The results demonstrate the improved model accuracy with both methods. The shape of the accuracy histogram does not change significantly; however, the methods improve the accuracy for almost all samples in the validation dataset. This demonstrates the effectiveness of the methods and the corresponding mean accuracy and variance values provide further confirmation of this (see
Table 4). The application of the Gaussian distribution demonstrates the best values of accuracy, as well as significantly better variances than other full-size UNet 224 × 224 models for both multiclass and binary segmentation.
3.3. UUNet and wUUNet
The proposed models are described in
Section 2.3, and the comparison results are summarized in
Table 5. The wUUNet with Gauss half-intersected schema model represents the best segmentation quality, and yields an accuracy above 80% according to the multiclass Jaccard metric.
The performance characteristics are shown in
Table 6. We use an Nvidia RTX2070-based workstation as the target device and pure PyTorch model to obtain FPS values, minimum memory consumption, and the number of video streams able to run in parallel. The table shows that all of UNet based models can run in real time. We do not take into account the time taken to move the input frame from CPU to GPU because robotics systems will fetch and save the frame directly to video RAM memory.
To complete the investigation of the multiclass fire-segmentation task, it is worth noting that the methods can be used in different environmental conditions, as shown in
Figure 18 and
Figure 19. For each original image CNN calculates accurate fire-segmentation mask and we visualize it bellow by swapping red and blue channel of image and mark by red, orange and yellow the areas of detected flame.

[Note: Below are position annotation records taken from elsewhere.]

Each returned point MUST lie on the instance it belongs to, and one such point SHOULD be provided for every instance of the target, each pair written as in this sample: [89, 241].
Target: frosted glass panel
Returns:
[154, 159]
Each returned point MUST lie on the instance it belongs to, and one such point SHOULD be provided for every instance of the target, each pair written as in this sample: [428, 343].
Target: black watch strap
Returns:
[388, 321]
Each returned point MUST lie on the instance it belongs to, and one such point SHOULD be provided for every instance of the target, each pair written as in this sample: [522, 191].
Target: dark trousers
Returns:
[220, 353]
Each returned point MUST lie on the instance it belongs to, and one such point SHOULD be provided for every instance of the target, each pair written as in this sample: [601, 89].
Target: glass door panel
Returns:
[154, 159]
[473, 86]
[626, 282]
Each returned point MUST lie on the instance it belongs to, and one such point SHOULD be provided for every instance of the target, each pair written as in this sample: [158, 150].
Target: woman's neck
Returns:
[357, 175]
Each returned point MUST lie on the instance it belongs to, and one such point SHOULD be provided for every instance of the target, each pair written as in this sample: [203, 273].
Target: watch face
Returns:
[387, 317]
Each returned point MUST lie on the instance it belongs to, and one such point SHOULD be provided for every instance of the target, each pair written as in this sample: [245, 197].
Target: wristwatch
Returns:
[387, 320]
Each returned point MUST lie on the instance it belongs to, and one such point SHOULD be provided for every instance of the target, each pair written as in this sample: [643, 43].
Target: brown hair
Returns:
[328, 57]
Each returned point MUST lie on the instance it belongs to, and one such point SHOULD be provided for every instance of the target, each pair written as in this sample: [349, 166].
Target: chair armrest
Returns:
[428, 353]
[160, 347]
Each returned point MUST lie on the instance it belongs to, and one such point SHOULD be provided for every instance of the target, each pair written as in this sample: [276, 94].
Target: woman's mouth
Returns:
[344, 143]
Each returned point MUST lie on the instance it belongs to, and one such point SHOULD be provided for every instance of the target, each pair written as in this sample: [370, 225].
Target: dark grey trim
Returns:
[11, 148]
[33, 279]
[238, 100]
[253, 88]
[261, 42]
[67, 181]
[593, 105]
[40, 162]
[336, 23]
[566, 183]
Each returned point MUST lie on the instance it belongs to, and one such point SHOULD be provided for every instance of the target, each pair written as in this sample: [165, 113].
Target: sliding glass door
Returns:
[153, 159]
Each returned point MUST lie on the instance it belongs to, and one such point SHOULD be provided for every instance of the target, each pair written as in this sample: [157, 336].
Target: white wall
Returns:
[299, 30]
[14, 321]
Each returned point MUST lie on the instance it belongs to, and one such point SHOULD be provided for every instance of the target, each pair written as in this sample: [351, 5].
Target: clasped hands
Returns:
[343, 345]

The visualization demonstrates effective segmentation in cases of video capturing from the air and on the ground, as well as a large and a small fire. Additionally, it shows the reliable elimination of false alarms represented by firefighting vehicles and other objects of red, yellow, and orange colors.
4. Discussion
This article describes a detailed solution to multiclass fire image segmentation using an advanced neural-network architecture known as UNet. Because this problem has been solved for the first time, we collected and labeled datasets for training, and suggested some configurations for the UNet model. We analyzed the best configuration for fire segmentation and suggested innovative methods to improve accuracy. Based on the UNet architecture, we developed a wUUNet-concatenative model that demonstrates the best results in the task of multiclass fire segmentation. It outperforms the UNet model by 2% and 3% in case of binary and multiclass segmentation accuracy, respectively.
The next steps are to run the proposed model and calculation schemes in Jetson Nano board to perform real-time computations from the connected CSI camera module, and to create a prototype for fire detection system to provide automatic forest fire segmentation and effective suppression.